Nous avons décidé d’organiser là-bas une mission d’enquête et un séminaire
sur l’action de la Cour pénale internationale en RDC et l’impact de la justice
dans le conflit congolais. Sujet un peu sensible mais vraiment d’actualité avec
l’ouverture du procès de JP Bemba, 10 jours auparavant et l’intensification du
conflit dans les Kivus.

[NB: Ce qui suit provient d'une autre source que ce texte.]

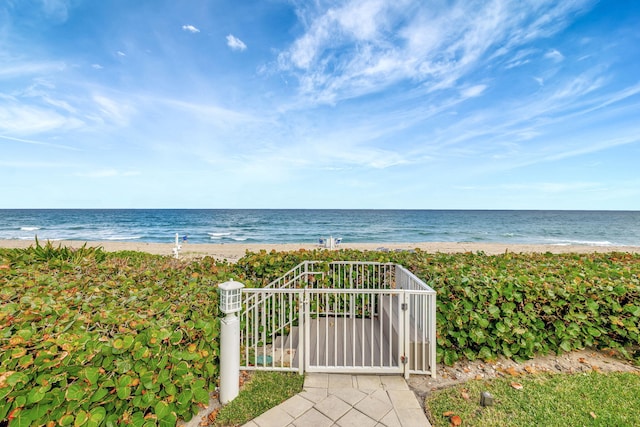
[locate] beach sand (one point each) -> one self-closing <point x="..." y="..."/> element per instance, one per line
<point x="234" y="251"/>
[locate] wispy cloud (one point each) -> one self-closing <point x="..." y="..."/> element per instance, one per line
<point x="554" y="55"/>
<point x="112" y="110"/>
<point x="345" y="51"/>
<point x="190" y="28"/>
<point x="235" y="43"/>
<point x="34" y="142"/>
<point x="107" y="173"/>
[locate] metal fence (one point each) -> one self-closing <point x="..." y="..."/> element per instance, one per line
<point x="340" y="317"/>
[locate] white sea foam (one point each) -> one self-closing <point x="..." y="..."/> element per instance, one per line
<point x="123" y="238"/>
<point x="583" y="243"/>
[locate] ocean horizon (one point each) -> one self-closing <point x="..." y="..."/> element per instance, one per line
<point x="549" y="227"/>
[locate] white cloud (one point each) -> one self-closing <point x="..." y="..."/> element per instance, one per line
<point x="34" y="142"/>
<point x="235" y="43"/>
<point x="117" y="111"/>
<point x="364" y="47"/>
<point x="107" y="173"/>
<point x="554" y="55"/>
<point x="473" y="91"/>
<point x="190" y="28"/>
<point x="24" y="119"/>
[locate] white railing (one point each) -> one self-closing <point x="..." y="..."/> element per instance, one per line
<point x="340" y="317"/>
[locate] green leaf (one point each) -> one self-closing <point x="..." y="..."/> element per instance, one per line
<point x="66" y="420"/>
<point x="176" y="337"/>
<point x="96" y="415"/>
<point x="169" y="420"/>
<point x="162" y="409"/>
<point x="565" y="345"/>
<point x="123" y="392"/>
<point x="594" y="332"/>
<point x="81" y="418"/>
<point x="92" y="374"/>
<point x="74" y="392"/>
<point x="37" y="394"/>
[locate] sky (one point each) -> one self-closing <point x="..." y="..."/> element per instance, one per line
<point x="398" y="104"/>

Dans ce contexte, nous cherchons à évaluer l’impact de
l’action de la CPI en RDC, à appréhender le rôle de la CPI et plus largement de
la Justice dans ce pays en guerre depuis 20 ans.

Tout commence à Paris et La Haye vers 5h du matin, le 2 décembre 2010. Trois
chargés de mission de la FIDH, Olivier, Marianna et Florent prennent leurs
avions respectifs. Il neige intensément sur l’Europe et nous anticipons afin
d’arriver à l’aéroport à l’heure. Cela ne change rien, mon vol pour Bruxelles a
plus d’une heure de retard. J’ai bien fait cependant au dernier moment de
partir sur SN Bruxelles plutôt qu’Air France (pour des raisons budgétaires en
ces temps de crise économique) puisqu’en arrivant le soir à Kinshasa,
j’apprends que le vol Air France n’a pas pu partir de Paris ! Mes amis qui
passent, eux, par Entebe arrivent avec 4h de retard et une valise en
moins.....Pour ma part, 2Oh de trajet seront nécessaires pour arriver à
Kin.

En arrivant j’apprends que le vol des Nations unies que je devais prendre
pour Entebe puis Béni est annulé : les deux avions prévus sont en panne et
la MONUSCO ne peux aligner qu’un avion de 50 places. Je ne suis pas un
personnel prioritaire en tant que représentant d’ONG et par conséquent, pas de
faveur ! L’équipe d’Entebe est dans la même situation et nous devons tous
prendre des vols commerciaux pour arriver à Béni notre point de
rassemblement.... C’est le plan B qu’il faut mettre en action. L’idée est
plutôt simple : prendre un avion qui part à 7h du matin vers Goma, escale
obligée pour prendre le vol pour Béni....A Entebe, ils attendront un jour pour
enchainer sur un vol le 4 décembre. C’est un peu galère, tout le monde est
censé se retrouver à Béni dès le 3 décembre mais nous avons quand même pris de
la marge.

Jour 2 : Kinshasa-Goma en 13h.....

Donc levé à 5h après une petite nuit de sommeil (3h seulement) à Kin. Jules
passe me prendre. Mais pas de place pour Goma ce matin ! Départ que vers
12h.... Vers 11h après 5h d’attente à l’aéroport N’djilini, on est déjà à la
Primus avec les amis congolais... Ce ne sera pas la dernière, mais faut bien
cela pour passer les différents cheks-ins etc... Pourtant Jules et Dismas sont
à la manœuvre et sans eux, cela aurait été un véritable cauchemar. Y a pas à
dire, il n’y a pas mieux qu’un parisien pour se débrouiller à Paris et cela est
encore plus vrai pour les congolais et la RDC !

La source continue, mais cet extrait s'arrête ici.